Mustafa Kemal Paşa’ya, Albay Reşat Bey’in intihar ettiği söylendi ve yazdığı “Yarım saat zarfında o mevkiyi almaya size söz verdiğim halde, sözümü yapamamış olduğumdan dolayı yaşayamam” notu okundu. Çiğiltepe, Albay Reşat Bey’in ölümünden 15 dakika sonra düşman askerlerinden kurtarıldı.
“TÜRK CUMHURİYETİ’NİN ÖLÜMSÜZ YAŞAYIŞI BURADA TAÇLANDIRILDI”
Atatürk, 30 Ağustos 1924’te, Şehit Sancaktar Mehmetçik Anıtı’nın temel atma törenine katılmak üzere Zafertepe Çalköy’e geldi.

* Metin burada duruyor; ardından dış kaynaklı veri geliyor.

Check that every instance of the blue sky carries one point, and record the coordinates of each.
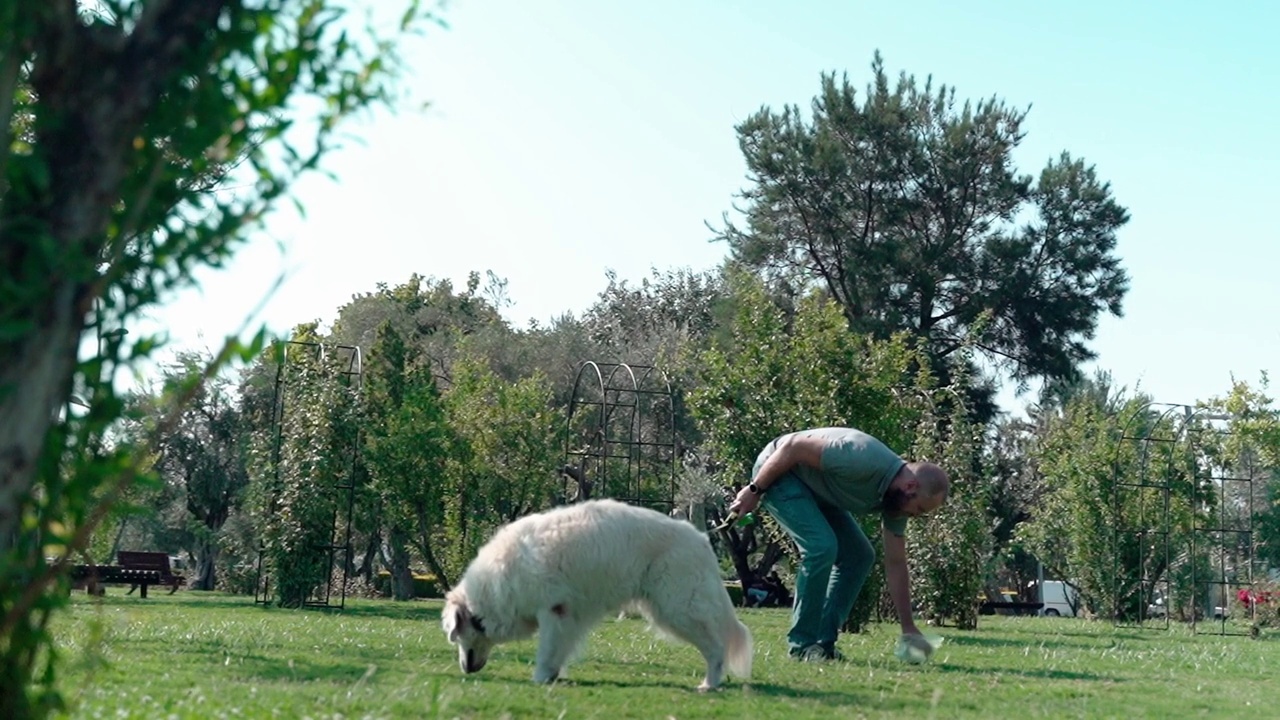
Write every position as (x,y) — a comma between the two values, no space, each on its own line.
(570,137)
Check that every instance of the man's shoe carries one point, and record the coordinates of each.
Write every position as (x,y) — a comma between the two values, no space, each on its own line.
(818,654)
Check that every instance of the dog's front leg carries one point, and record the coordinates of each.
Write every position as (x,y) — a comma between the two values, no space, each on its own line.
(549,642)
(560,632)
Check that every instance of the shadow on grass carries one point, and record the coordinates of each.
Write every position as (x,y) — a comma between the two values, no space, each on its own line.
(298,670)
(417,611)
(353,607)
(1054,641)
(1025,673)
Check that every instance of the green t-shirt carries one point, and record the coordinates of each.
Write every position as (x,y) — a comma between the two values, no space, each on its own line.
(856,469)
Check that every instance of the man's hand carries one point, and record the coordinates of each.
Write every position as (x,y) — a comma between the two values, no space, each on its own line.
(745,502)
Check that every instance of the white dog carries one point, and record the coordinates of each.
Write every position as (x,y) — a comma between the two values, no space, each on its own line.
(560,573)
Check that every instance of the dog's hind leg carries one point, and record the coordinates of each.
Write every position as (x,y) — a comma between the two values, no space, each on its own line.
(560,633)
(691,624)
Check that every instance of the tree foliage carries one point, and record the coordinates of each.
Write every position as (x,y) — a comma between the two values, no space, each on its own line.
(407,443)
(204,461)
(109,118)
(904,205)
(780,373)
(507,458)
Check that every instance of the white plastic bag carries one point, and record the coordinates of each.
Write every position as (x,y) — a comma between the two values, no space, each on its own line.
(908,652)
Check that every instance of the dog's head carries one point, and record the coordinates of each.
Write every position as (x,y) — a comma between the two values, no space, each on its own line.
(466,630)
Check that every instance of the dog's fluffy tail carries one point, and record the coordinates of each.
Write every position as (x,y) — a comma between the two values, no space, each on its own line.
(739,651)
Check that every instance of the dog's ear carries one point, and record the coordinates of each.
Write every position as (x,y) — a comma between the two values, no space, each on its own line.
(455,618)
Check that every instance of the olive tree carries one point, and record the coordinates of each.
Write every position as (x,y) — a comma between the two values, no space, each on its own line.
(117,123)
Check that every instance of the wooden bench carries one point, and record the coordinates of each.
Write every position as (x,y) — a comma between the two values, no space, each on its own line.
(135,569)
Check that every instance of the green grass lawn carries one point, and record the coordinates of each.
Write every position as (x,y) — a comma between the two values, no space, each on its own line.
(208,655)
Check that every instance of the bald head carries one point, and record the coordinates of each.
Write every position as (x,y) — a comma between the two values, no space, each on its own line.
(932,484)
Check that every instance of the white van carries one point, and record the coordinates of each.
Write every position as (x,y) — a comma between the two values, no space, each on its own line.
(1060,598)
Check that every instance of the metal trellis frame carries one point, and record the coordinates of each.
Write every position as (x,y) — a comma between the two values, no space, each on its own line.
(621,433)
(338,548)
(1173,433)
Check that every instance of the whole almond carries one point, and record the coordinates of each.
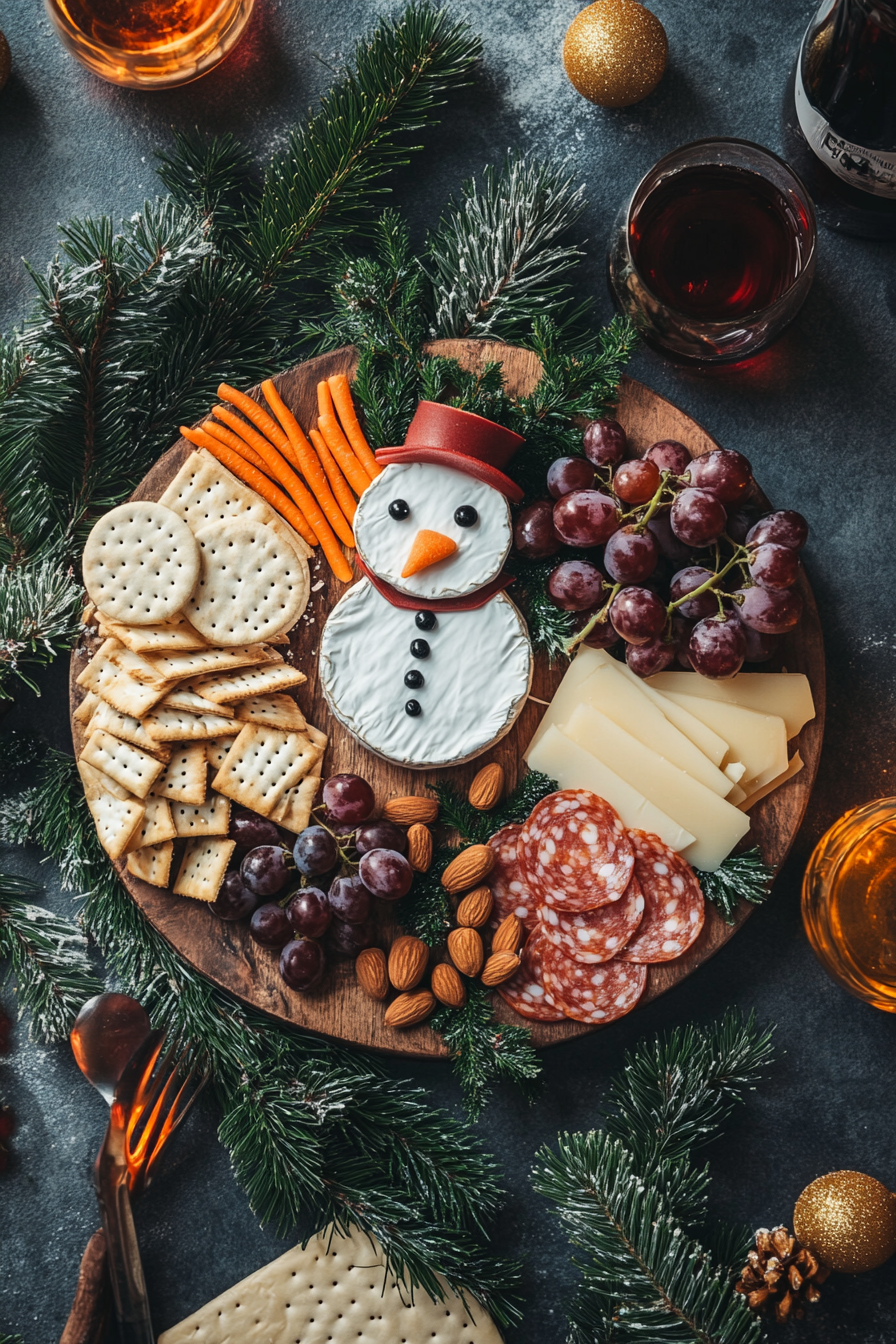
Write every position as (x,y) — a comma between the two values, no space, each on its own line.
(419,847)
(508,933)
(407,1010)
(465,950)
(448,985)
(486,786)
(476,907)
(370,971)
(469,868)
(405,812)
(407,962)
(499,968)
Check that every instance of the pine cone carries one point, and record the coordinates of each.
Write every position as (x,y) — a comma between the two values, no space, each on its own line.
(781,1273)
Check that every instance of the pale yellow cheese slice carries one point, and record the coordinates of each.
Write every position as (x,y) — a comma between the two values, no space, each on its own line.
(758,741)
(715,824)
(785,694)
(574,768)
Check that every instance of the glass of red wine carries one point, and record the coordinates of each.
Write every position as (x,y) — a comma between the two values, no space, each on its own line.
(715,252)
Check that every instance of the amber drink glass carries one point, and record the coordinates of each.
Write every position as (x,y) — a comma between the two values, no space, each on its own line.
(149,43)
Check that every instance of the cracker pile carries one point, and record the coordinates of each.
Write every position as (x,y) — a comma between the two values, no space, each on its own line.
(186,707)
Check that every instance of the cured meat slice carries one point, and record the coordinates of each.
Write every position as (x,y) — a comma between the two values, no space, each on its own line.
(508,889)
(593,936)
(675,907)
(574,851)
(595,995)
(525,991)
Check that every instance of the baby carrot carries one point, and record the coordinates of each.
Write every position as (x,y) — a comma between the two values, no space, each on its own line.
(280,501)
(333,475)
(341,394)
(309,464)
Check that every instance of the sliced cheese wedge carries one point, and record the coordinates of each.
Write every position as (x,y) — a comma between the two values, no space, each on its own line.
(715,824)
(758,741)
(785,694)
(794,768)
(574,768)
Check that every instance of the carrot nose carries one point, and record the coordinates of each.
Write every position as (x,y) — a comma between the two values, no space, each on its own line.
(427,549)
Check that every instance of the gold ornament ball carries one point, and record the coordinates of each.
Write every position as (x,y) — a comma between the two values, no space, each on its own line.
(848,1221)
(614,53)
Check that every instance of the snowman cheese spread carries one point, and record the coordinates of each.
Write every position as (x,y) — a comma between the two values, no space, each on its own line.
(426,661)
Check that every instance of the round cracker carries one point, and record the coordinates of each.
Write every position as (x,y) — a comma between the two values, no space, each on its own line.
(140,563)
(251,583)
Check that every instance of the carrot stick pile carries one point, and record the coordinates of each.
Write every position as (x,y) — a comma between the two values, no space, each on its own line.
(312,481)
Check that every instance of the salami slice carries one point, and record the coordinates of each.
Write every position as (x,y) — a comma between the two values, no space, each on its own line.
(673,902)
(595,995)
(594,936)
(508,889)
(525,992)
(574,851)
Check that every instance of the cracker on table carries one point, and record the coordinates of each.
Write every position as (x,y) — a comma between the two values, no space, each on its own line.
(336,1288)
(122,761)
(152,863)
(211,819)
(180,726)
(251,585)
(140,563)
(262,765)
(229,687)
(277,711)
(186,776)
(203,867)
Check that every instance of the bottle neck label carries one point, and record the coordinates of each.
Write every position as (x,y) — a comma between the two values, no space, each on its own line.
(868,170)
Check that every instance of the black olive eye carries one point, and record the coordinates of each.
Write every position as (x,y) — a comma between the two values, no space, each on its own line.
(465,515)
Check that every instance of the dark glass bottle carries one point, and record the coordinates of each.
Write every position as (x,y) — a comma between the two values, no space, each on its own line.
(840,116)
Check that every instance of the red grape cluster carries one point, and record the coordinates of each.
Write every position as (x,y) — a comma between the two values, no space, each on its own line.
(681,566)
(320,897)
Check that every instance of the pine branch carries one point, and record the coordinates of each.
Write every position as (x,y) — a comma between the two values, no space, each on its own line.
(742,876)
(495,261)
(49,957)
(310,1128)
(485,1051)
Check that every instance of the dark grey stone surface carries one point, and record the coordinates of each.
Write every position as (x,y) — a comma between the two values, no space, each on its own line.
(816,418)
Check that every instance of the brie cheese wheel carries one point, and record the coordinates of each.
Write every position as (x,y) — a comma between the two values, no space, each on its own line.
(476,678)
(431,495)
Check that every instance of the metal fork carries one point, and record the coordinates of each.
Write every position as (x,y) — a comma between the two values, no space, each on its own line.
(148,1106)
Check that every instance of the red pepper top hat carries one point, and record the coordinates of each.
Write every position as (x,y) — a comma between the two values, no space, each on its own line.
(449,437)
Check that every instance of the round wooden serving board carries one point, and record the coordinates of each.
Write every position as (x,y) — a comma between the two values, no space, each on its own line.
(225,952)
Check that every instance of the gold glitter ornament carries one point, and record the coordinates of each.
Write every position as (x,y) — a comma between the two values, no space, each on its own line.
(848,1221)
(615,53)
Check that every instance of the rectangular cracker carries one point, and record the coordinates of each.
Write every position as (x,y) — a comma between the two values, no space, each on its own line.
(211,819)
(156,827)
(293,812)
(129,730)
(176,636)
(180,726)
(277,711)
(239,686)
(152,863)
(262,765)
(206,492)
(203,867)
(186,776)
(182,698)
(122,762)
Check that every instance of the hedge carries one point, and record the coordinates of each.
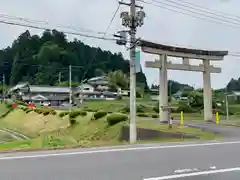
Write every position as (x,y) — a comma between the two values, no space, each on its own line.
(140,108)
(62,114)
(72,121)
(142,115)
(99,114)
(45,111)
(115,118)
(75,114)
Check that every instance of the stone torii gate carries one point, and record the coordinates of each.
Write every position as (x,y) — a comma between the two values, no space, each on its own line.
(186,54)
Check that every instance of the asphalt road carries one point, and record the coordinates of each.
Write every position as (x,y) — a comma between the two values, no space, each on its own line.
(228,132)
(138,162)
(225,131)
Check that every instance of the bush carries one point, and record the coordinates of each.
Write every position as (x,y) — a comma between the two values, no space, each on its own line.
(24,108)
(155,115)
(139,109)
(115,118)
(28,111)
(90,110)
(72,121)
(39,111)
(156,109)
(62,114)
(9,106)
(75,114)
(83,113)
(20,103)
(99,114)
(53,112)
(45,113)
(142,115)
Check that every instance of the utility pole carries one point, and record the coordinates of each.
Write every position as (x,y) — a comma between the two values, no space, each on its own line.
(70,86)
(3,87)
(59,77)
(132,21)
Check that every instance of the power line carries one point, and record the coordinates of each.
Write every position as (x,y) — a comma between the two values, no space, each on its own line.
(27,20)
(205,10)
(203,16)
(66,32)
(113,17)
(209,9)
(94,57)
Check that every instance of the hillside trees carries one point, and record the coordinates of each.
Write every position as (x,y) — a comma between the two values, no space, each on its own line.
(40,59)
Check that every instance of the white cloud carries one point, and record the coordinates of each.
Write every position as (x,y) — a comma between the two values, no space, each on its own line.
(161,25)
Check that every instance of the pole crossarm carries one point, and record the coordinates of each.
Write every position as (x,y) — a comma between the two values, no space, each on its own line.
(154,48)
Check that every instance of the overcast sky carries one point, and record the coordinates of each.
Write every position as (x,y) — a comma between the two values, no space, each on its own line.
(161,25)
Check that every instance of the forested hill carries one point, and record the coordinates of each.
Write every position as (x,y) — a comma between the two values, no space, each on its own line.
(44,59)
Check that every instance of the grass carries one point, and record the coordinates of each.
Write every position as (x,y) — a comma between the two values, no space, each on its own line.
(3,109)
(32,124)
(56,132)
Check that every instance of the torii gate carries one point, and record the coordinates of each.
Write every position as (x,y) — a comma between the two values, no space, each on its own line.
(162,64)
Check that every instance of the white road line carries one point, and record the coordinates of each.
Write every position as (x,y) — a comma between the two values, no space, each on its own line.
(176,176)
(94,151)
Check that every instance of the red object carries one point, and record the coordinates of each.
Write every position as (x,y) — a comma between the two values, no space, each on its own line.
(31,105)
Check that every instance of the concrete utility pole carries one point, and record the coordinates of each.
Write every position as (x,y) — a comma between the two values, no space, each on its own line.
(3,87)
(132,20)
(70,85)
(59,77)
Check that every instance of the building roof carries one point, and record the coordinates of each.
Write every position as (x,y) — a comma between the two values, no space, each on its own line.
(144,43)
(236,93)
(97,78)
(18,86)
(45,98)
(50,89)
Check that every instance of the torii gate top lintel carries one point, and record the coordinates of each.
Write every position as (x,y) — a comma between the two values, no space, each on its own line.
(154,48)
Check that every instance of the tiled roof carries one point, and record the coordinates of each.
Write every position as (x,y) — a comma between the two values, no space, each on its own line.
(96,78)
(50,89)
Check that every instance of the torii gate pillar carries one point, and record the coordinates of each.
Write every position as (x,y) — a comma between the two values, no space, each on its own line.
(163,65)
(163,88)
(207,91)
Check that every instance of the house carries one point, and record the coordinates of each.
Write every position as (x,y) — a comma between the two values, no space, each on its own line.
(99,83)
(52,95)
(58,95)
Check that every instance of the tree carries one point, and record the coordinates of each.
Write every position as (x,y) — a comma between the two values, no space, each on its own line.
(117,79)
(39,60)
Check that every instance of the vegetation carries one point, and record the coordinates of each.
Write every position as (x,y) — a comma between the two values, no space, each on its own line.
(77,131)
(38,59)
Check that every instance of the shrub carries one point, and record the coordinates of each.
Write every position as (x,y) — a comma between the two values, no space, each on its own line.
(53,112)
(20,103)
(72,121)
(83,113)
(9,106)
(25,108)
(142,115)
(28,110)
(185,108)
(39,111)
(139,109)
(99,114)
(45,113)
(62,114)
(90,109)
(155,115)
(115,118)
(75,114)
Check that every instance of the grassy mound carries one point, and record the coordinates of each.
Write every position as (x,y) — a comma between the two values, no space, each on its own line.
(56,131)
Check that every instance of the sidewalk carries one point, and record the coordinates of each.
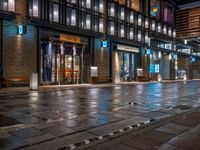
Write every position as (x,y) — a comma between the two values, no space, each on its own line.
(181,132)
(14,90)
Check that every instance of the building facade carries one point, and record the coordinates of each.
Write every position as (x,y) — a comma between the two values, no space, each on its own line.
(62,40)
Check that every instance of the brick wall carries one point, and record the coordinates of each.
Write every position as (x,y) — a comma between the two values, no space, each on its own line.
(19,51)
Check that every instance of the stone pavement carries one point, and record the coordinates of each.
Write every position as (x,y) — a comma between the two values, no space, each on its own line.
(81,118)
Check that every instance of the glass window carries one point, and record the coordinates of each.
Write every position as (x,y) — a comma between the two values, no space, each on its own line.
(95,24)
(121,30)
(85,3)
(139,35)
(155,8)
(135,4)
(34,8)
(7,5)
(139,20)
(54,12)
(111,28)
(111,10)
(168,14)
(121,13)
(85,21)
(98,6)
(130,33)
(71,17)
(121,2)
(101,25)
(71,1)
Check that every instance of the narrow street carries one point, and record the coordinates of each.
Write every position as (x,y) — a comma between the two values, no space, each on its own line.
(73,118)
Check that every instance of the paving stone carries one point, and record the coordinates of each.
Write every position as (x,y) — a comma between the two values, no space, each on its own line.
(11,142)
(112,145)
(58,130)
(138,142)
(27,133)
(172,128)
(158,136)
(170,147)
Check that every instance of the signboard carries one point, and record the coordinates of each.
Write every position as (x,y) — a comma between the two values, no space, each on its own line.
(128,48)
(94,71)
(21,29)
(70,38)
(157,68)
(151,68)
(105,44)
(148,51)
(139,72)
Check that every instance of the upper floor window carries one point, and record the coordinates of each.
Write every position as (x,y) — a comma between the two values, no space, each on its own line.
(7,5)
(34,8)
(134,4)
(53,12)
(99,6)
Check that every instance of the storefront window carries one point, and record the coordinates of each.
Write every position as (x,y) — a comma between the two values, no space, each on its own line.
(7,5)
(98,6)
(101,25)
(111,28)
(71,17)
(85,21)
(139,20)
(121,2)
(130,33)
(139,35)
(168,14)
(85,3)
(53,12)
(34,8)
(155,8)
(135,4)
(121,30)
(121,13)
(71,1)
(111,10)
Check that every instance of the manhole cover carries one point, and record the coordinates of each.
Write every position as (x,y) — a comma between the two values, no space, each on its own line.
(7,121)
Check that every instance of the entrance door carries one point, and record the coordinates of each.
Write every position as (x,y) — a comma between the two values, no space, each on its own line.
(127,66)
(61,64)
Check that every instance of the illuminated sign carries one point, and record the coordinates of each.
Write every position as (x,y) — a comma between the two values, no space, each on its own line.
(105,44)
(151,68)
(70,38)
(21,29)
(193,59)
(148,51)
(157,68)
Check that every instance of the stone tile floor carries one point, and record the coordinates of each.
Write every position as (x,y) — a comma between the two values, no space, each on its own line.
(59,118)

Törene katılanlara iki yıl öncesini hatırlatan Atatürk, Büyük Zafer’i şöyle anlattı:
“Afyonkarahisar-Dumlupınar Meydan Savaşı ve onun son parçası olan 30 Ağustos Zaferi, Türk tarihinin en önemli dönüm noktasıdır. Ulusal tarihimiz çok büyük, çok parlak zaferlerle doludur ama Türk ulusunun burada kazandığı zafer kadar kesin sonuçlu, yalnız bizim tarihimize değil, dünya tarihine yeni bir adım vermekte kesin etkili bir meydan savaşı hatırlamıyorum. Besbellidir ki yeni Türk devletinin, genç Türk Cumhuriyeti’nin temeli burada sağlamlaştırıldı, ölümsüz yaşayışı burada taçlandırıldı. Bu alanda akan Türk kanları, bu göklerde uçuşan şehit ruhları, devletimizin, Cumhuriyet’imizin ölümsüz koruyucularıdır. Türk ulusu burada kazandığı zaferle, açığa vurduğu gücü ve istemiyle, bu belli gerçeği bir kere daha tarihin bağrına çelik kalemle koymuş bulunuyor”
İlk kez 1926’da Zafer Bayramı olarak kutlanmaya başlanan 30 Ağustos, her yıl yurt geneli, balkan ülkeleri ve KKTC’de çeşitli etkinliklerle kutlanıyor.